When she awoke something seemed terribly wrong, but she couldn't put a finger on it. The twilight sky might have been pretty, but the air was still and cold. She looked down. Well, that explained the cold. She curled her arms around her legs a she sank to the floor, and a tug at her neck made her freeze. She was collared. Her panic rising, she checked the lead. Silver chain. Black-red... oh god. "This is not happening. Not again. Not again."
The shivering, naked figure rocked back and forth on the bare white floor, repeating her mantra: "This is not happening—This is not happening—"
---
The Frenum Copulaque was created in the mess following the Roman invasion of the Hellenistic world. Long after the Muggles had settled into a workable occupation, the Greek and Roman wizards were still at each other's throats. Dark spells had been created on both sides, and the wizarding world stood in serious danger of anarchy.

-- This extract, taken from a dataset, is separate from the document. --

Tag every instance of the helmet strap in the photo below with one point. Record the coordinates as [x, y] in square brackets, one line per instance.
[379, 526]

The Roman equivalent of the Minister of Magic at the time was Gaius Cato Pisces, and he appealed to the governing bodies to engage the denizens of the magical realm in a contest. The winning strategy would be used to make peace in the eastern empire, and the magus responsible would be remembered as the savior of wizard-kind. The winner, of course, had been Merlin, but one other strategy had worked—with chilling efficiency. The inventor was a small Egyptian named Osiri, with long fingers and a voice like wind through dry reeds. Contemporary writers suggest he had suffered some horror at the hands of his Greek masters early in his life (he was nearly two hundred years old when he presented his solution), but they seem desperate to account for his cruelty.
Among other things, he proposed an early recipe for Veritaserum and laid the theoretical foundation for the creation of Dementors, but his punishment for traitors garnered the most outrage. Osari had developed a complex fusion of snaring and domination spells, a sort of choke-chain on the subject's magical ability. While the holder of the leash could not control the subject's gift directly, he could govern how much magical ability he could touch. Ensuring correct behavior took little more, Osari wrote. His "experiments" showed that wizards long seperated from their gift slipped into deep depression, and any hope of the gift returning generated a desperate desire to obey. Voldemort had been deeply impressed.

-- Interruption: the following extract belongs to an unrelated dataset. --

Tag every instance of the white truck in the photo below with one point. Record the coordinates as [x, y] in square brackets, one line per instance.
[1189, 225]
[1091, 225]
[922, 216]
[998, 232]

It was one bit of research Severus had been glad to be excluded from. He didn't want to think about the victims (er, subjects) among the lower ranks of the Death Eaters, or about Bellatrix Lestrange's combination of already dubious sanity with control of five broken minds she'd been unable to get rid of. Bella's breakdown had been the only thing to convince the Dark Lord not to leash his Inner Circle, and even then Malfoy had had to talk fast to save his own neck from the collar. In the end, though, the research had been abandoned, and Severus had prayed he'd never hear of it again.
He certainly never thought he'd be the one to recommend it.